Under the Biden administration, the US Department of Justice argued that UNRWA had legal immunity under the UN umbrella in a similar lawsuit against UNRWA officials, which Israeli citizens in New York brought. The Trump administration wrote in April that the government has “reevaluated that position.”

“UNRWA is thus not properly characterized as a subsidiary organ and therefore is not entitled to immunity,” wrote Yaakov Roth, acting assistant attorney general for the civil division, and Jay Clayton, US attorney for the Southern District of New York.

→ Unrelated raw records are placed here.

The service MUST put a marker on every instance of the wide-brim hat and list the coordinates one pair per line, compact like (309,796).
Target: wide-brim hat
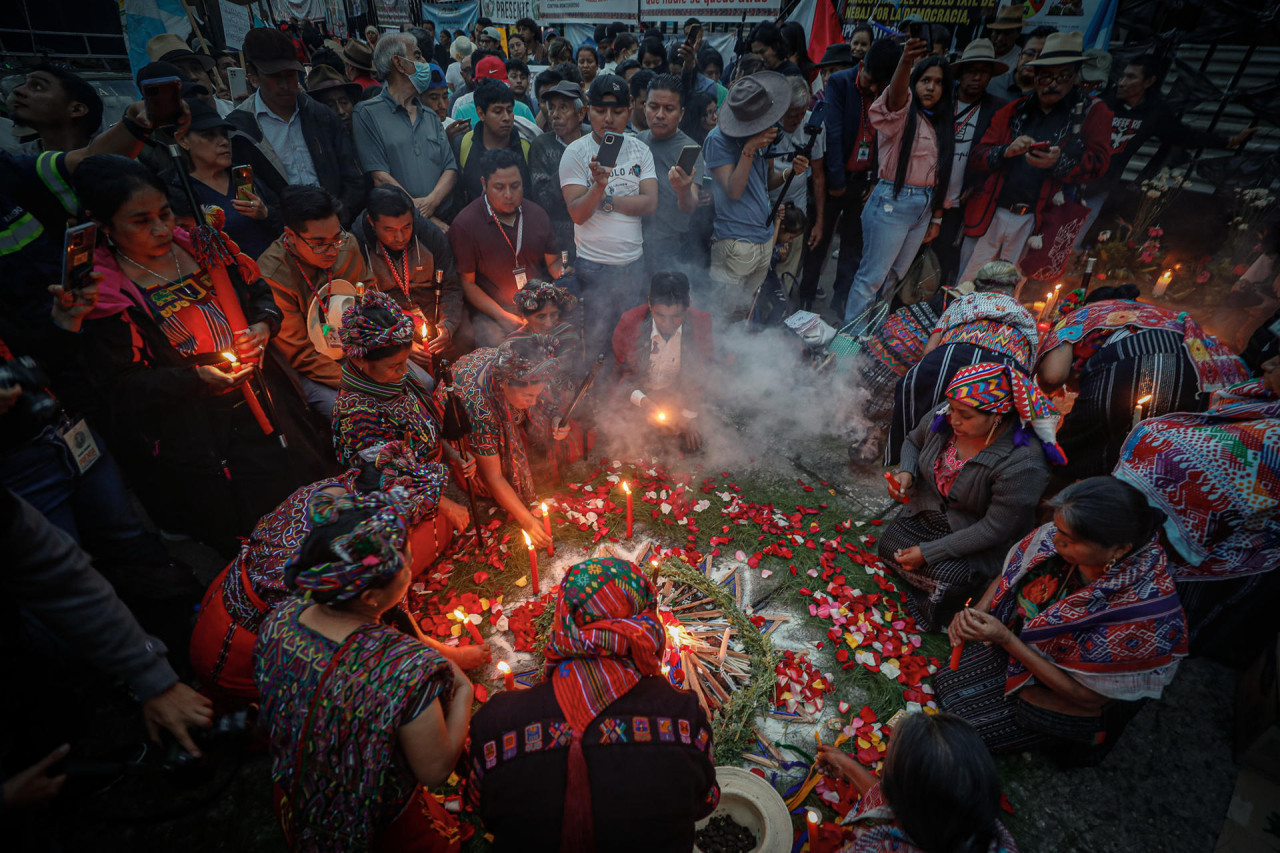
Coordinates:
(270,51)
(1061,49)
(981,50)
(324,78)
(837,54)
(754,103)
(168,48)
(1008,18)
(357,54)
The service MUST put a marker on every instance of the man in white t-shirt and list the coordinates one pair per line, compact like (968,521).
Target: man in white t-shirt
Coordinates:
(607,206)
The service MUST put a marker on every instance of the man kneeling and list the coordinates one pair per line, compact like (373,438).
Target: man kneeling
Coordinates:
(661,351)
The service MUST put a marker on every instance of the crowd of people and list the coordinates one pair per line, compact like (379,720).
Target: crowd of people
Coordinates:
(319,320)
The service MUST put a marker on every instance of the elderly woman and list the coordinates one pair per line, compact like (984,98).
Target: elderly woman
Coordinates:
(987,324)
(604,755)
(938,790)
(1214,475)
(1083,624)
(248,215)
(252,585)
(360,715)
(974,473)
(1120,351)
(382,401)
(168,314)
(497,387)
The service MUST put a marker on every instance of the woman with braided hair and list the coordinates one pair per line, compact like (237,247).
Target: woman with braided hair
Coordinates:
(382,401)
(498,386)
(252,585)
(360,715)
(604,755)
(548,309)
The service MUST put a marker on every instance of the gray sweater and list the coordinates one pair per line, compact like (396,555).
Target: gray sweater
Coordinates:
(992,502)
(50,576)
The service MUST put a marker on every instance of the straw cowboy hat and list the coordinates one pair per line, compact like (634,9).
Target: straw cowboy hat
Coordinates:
(981,50)
(1008,18)
(754,104)
(168,46)
(1061,49)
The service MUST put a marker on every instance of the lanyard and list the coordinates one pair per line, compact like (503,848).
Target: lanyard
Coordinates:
(520,229)
(396,277)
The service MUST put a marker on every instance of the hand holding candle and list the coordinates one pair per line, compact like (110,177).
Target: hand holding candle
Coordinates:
(547,527)
(626,487)
(533,562)
(461,615)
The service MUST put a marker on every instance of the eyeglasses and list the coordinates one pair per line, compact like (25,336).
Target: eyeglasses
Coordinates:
(1060,77)
(328,246)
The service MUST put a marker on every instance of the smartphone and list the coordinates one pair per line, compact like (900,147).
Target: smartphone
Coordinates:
(242,177)
(611,145)
(78,255)
(688,158)
(236,82)
(163,96)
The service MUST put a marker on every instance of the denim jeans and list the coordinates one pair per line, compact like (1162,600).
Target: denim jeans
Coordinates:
(892,232)
(608,291)
(94,507)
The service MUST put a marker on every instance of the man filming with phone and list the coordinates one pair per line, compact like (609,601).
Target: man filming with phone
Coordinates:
(608,182)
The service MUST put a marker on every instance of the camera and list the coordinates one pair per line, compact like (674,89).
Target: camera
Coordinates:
(36,405)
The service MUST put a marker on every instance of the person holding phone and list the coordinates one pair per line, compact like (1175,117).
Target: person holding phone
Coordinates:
(250,209)
(608,190)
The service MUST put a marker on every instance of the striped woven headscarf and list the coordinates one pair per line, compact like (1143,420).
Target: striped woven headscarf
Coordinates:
(604,638)
(999,388)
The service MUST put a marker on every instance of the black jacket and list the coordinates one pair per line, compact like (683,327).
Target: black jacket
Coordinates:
(333,154)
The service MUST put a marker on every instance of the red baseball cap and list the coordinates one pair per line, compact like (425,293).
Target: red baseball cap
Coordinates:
(490,68)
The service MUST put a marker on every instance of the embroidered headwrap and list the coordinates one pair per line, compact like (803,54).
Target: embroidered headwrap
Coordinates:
(999,388)
(528,357)
(362,334)
(371,551)
(604,637)
(538,293)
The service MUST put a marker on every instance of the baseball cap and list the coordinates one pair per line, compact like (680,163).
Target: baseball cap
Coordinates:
(608,90)
(270,51)
(490,68)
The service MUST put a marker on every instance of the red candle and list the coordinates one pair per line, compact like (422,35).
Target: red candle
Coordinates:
(956,651)
(466,620)
(533,562)
(626,487)
(547,527)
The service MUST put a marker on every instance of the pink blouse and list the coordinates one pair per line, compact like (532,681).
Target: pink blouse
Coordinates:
(890,124)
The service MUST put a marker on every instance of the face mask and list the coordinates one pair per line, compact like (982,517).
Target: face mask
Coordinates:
(421,77)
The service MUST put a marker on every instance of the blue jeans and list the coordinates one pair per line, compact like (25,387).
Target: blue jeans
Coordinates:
(892,232)
(94,507)
(608,292)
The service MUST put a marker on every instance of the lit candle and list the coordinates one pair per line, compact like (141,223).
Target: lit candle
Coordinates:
(547,527)
(626,487)
(1137,409)
(533,562)
(461,615)
(956,651)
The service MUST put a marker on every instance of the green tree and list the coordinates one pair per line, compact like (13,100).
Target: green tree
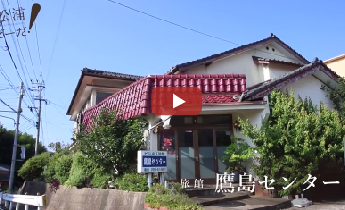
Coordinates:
(112,142)
(297,140)
(34,167)
(337,96)
(59,147)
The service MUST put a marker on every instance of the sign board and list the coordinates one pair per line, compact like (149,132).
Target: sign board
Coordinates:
(152,161)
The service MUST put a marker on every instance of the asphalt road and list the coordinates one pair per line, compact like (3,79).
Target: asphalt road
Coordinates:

“The government appreciates that it previously took a different view on this issue, but it now believes the arguments in favor of that view are lacking,” they wrote.

Israelis protest against the United Nations Relief and Works Agency (UNRWA) outside one of its offices in Jerusalem, March 20, 2024. Photo by Yonatan Sindel/Flash90.

Israelis protest against the United Nations Relief and Works Agency (UNRWA) outside one of its offices in Jerusalem, March 20, 2024. Photo by Yonatan Sindel/Flash90.

The Trump administration’s argument hinges on whether the UN General Assembly had the power to establish UNRWA in the first place under the UN Charter as a permanent aid organization for Palestinian refugees and their descendants.

“Because the charter does not grant that authority to the General Assembly, it would make little sense to say that an institution created and entirely devoted to such activities is a ‘subsidiary organ’ of the General Assembly that is ‘necessary’ to executing the General Assembly’s functions,” Roth and Clayton wrote.

UNRWA “provides humanitarian assistance and contributes to protection of refugees through essential service delivery, primarily in the areas of basic education, primary health care and mental health care, relief and social services, microcredit and emergency assistance” for millions of Palestinians in Jordan, Lebanon, Syria, Judea and Samaria, Jerusalem and Gaza, per the UN agency’s website.

Heideman told JNS that alongside UNRWA’s alleged material support for terrorist groups in the form of funding, staffing and infrastructure, UNRWA’s mandate to never resettle Palestinians and to confer refugee status on all of their descendents in perpetuity only lengthens the conflict.

“They tell the world wrongly the lie that there are 6.2 million Palestinian refugees, because it is a lie and there is no justifiable humanitarian or other reason that those camps continue to exist—none whatsoever,” Heideman said. “Those people are entitled to freedom. They’re entitled to resettlement. They’re entitled to live free lives wherever they may choose to go.”

The Palestinian Authority doesn’t let them out and doesn’t want to do so, “because it’s all too easy to paint the picture that Israel is the perpetrator, Israel is the occupier, Israel is the apartheid, genocidal country that must be punished,” he said. “They use as the poster children for that not just the grandparents, but all of their descendants.”

“It’s a humanitarian wrong and a legal wrong that must be fixed,” Heideman said. “UNRWA must be held accountable for failing and refusing to do what its mandate was, and that is to provide services and indeed to resettle these refugees.”

“Certainly UNRWA must be held accountable for teaching hate, encouraging hate, fostering hate and praising those who commit maiming and murder,” he added.